We only had four in the branch office in HCM City – two very enterprising young men, Nguyễn Tiến Lễ and Lý Chánh Dũng; and two not-too-young ladies, Nguyễn Thị Yên and Trịnh Thị Ninh, both wise in the ways of the market economy. They alternated between reporting, printing, distribution, and advertising.

We emerged ourselves in our labour of love, slurping down a bowl of instant noodles and napping on our desks during lunch break, waiting bleary-eyed for the signal from the HCM City office that said the paper had been put to bed safely.

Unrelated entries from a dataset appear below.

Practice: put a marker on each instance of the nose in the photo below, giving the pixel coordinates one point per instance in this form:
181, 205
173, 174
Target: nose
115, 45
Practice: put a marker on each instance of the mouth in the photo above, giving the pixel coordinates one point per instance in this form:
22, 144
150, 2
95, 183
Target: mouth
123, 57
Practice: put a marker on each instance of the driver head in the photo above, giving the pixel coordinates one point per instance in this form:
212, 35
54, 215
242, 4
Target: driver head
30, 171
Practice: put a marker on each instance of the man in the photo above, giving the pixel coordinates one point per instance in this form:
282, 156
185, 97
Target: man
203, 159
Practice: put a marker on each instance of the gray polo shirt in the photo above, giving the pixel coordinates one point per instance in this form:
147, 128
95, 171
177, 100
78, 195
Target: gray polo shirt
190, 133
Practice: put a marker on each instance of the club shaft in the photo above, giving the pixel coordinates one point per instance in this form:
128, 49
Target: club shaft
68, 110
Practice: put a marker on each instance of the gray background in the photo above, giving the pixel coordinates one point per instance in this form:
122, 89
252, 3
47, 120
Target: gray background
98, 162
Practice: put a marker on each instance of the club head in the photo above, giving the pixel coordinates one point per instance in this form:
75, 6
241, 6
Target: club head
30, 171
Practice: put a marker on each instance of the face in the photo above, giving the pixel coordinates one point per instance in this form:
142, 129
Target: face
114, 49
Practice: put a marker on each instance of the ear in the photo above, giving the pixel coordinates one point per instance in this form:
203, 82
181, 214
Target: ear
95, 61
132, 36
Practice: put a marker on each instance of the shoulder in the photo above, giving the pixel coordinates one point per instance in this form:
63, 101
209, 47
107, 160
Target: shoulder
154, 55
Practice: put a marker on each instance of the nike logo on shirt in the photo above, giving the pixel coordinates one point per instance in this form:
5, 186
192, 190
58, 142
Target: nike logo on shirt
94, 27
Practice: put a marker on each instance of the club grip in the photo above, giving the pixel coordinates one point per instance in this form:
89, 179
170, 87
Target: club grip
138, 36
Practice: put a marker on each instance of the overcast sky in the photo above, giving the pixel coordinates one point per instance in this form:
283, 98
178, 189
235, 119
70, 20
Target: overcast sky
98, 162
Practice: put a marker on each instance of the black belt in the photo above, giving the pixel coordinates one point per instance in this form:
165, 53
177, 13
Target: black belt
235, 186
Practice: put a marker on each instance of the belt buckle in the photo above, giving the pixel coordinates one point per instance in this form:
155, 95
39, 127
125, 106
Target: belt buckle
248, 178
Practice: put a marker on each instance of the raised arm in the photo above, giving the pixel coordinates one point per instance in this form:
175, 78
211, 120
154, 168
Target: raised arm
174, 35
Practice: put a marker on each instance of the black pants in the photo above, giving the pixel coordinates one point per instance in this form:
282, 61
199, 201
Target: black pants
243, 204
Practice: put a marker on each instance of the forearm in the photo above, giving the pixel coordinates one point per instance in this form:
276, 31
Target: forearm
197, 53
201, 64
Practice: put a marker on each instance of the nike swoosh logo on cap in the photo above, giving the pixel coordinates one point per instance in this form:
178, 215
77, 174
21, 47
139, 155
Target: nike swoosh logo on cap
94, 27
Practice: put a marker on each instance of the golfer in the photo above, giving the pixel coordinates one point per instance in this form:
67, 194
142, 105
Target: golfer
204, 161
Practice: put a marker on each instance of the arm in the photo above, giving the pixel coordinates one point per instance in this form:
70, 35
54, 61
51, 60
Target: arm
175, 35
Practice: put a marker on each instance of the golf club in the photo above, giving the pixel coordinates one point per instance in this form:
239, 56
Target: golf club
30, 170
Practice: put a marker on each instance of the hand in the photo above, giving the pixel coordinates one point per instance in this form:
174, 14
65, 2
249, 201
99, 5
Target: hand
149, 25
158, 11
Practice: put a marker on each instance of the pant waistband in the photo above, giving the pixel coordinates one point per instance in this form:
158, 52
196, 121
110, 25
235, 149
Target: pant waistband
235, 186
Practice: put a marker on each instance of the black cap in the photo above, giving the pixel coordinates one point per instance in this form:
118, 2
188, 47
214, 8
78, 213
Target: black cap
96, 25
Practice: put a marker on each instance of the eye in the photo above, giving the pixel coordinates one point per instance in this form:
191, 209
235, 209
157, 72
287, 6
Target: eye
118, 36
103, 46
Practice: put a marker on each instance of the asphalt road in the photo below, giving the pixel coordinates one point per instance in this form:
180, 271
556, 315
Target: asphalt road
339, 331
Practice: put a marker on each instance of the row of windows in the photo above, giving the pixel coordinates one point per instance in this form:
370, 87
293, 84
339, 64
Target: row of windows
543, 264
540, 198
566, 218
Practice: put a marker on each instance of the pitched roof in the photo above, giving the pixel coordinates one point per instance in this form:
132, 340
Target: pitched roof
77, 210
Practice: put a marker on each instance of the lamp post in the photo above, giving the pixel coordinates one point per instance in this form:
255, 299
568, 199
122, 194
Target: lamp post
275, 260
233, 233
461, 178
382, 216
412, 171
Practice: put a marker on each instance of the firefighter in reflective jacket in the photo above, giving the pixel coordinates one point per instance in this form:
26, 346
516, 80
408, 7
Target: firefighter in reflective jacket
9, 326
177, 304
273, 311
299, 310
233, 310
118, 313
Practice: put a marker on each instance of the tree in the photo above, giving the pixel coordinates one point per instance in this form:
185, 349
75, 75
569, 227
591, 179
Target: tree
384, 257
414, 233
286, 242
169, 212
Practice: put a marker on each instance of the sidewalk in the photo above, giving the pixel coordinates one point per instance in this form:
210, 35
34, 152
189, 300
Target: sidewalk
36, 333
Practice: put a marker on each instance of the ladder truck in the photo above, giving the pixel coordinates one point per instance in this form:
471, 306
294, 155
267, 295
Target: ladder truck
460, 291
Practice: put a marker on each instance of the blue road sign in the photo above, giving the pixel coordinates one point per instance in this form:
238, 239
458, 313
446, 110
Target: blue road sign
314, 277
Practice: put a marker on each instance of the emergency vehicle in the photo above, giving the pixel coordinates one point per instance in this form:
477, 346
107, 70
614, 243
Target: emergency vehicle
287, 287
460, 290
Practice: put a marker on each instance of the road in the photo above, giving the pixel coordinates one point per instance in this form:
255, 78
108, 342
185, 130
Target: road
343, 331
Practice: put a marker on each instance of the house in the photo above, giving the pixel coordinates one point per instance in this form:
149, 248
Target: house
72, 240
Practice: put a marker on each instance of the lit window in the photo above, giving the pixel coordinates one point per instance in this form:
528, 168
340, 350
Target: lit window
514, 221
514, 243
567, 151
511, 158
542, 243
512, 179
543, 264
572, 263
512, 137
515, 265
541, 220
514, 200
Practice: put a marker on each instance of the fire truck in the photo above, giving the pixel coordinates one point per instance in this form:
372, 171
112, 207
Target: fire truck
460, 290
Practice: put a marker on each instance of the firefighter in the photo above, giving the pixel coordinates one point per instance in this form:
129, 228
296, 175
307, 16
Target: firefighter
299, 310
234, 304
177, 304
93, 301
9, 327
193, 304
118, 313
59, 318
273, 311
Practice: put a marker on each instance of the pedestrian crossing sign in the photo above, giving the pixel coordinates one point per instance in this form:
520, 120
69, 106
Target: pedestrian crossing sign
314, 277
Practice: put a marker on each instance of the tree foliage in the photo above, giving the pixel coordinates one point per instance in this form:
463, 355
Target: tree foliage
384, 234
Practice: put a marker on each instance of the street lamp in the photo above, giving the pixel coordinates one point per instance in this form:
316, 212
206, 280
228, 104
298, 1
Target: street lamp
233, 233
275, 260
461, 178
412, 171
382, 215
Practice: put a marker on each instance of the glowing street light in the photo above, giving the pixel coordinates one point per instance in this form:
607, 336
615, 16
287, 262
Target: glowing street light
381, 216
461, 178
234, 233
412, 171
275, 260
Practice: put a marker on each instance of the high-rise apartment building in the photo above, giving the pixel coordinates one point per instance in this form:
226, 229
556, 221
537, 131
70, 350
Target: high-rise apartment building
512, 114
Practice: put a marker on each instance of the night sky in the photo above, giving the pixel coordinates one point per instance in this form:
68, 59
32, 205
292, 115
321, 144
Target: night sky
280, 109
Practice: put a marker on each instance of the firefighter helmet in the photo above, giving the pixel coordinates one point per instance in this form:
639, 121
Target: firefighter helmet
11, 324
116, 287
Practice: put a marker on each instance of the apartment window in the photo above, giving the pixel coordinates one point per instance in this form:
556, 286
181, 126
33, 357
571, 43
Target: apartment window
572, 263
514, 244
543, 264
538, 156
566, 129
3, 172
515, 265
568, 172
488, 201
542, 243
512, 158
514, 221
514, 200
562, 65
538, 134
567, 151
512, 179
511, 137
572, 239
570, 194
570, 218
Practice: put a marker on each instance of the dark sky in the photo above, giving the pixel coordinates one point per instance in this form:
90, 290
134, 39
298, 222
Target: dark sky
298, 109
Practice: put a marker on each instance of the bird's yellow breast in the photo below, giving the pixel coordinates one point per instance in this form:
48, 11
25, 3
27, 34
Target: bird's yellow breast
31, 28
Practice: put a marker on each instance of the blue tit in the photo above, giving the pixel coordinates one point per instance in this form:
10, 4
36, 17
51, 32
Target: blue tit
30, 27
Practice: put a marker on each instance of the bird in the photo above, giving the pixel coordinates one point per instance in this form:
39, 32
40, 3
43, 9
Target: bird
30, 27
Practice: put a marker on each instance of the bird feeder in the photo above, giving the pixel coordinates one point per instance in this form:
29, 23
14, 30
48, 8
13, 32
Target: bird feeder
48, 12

We were in seventh heaven when, in the small hours of June 17, the first edition of the Vietnam News appeared at the same time in Hà Nội and HCM City. This was a momentous event, the crowning of months of trial and error. There was no end to celebrations at the head office in the iron-roofed top-floor newsroom. The staff was ecstatic over copies fresh from the printer’s, some had stayed with the paper from the time it went to press until the wee hours of the morning when it was picked up by newsboys. Congratulations between head office and branch office and from well-wishers kept the wire hot throughout the day. It was mid-summer. The office was a regular oven, which caused many of us to cast off our shoes, sandals and even shirts, giving rise to our so-called "barefoot tradition".